A great fear always emerges almost immediately after an umpiring controversy.
And the gluttony of former AFL players moistening chairs in commentary boxes do a sterling job of sounding genuinely concerned every single time they utter it.
That fear, of course, is “what if this happened in a grand final?”
The AFL did little to allay that fear. It did, however, make you question lots of other things.
“We understand the debate on the level of dissent,” the AFL’s head of umpiring, Dan Richardson, said on Monday.
“We understand the debate on whether the umpire made the right call on the weekend, but this part is clear – if you put yourself in a position for an umpire to have to make a call by verbally or visually challenging a decision, then you need to live with the potential consequence, and in the example on the weekend – the umpire made a call.
“If you don’t challenge the decisions, then there is no need for the debate. The approach going forward won’t change.”
What Richardson appeared to be saying, in a way only someone at AFL House can, is that bad things only happen to you if you deserve it.
The dial on the outrage machine appeared set to snap off, whirling 70 metres through space like a Jack Lukosius set shot, before Richardson offered up something else: umpires were human too.
“Just like we have some players or coaches who occasionally get emotional, or become overly expressive when under pressure, we also have umpires with differing levels of temperament,” Richardson said.
(On a second reading, he actually makes umpires sound more like dogs than humans, but let’s stick with it).
“We have a set of guidelines for the umpires to work between, and we coach them, but we also can’t coach human response,” he added, cleverly working in a non-canine reference.

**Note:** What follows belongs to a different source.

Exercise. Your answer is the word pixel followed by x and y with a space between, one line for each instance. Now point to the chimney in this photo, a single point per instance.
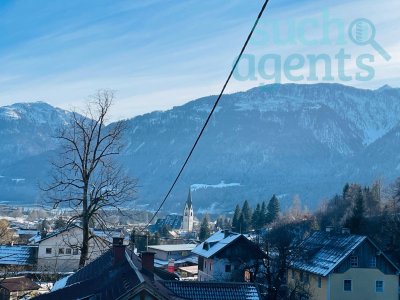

“Footy is not black and white, it is one of the hardest games to umpire, there is a level of ‘grey’ and within this area is where the debate always sits.
“The umpires understand in the heat of battle there are going to be times regarding this rule, whether it has been an accumulation across the match or a single response, a time comes where they need to make a call.”
So the AFL was nowhere, basically, meaning we need to look elsewhere for solutions. Perhaps the best approach is to have opposition players defend umpires against on-field dissent.
In one of my last games for the Port Fairy Under-18s, when the ball bounced off a teammate’s knee and out of bounds, an opponent from Cobden loudly questioned the umpire about why it was not out on the full.
“The knee’s not part of your leg,” my teammate shouted at him. “You dickhead.”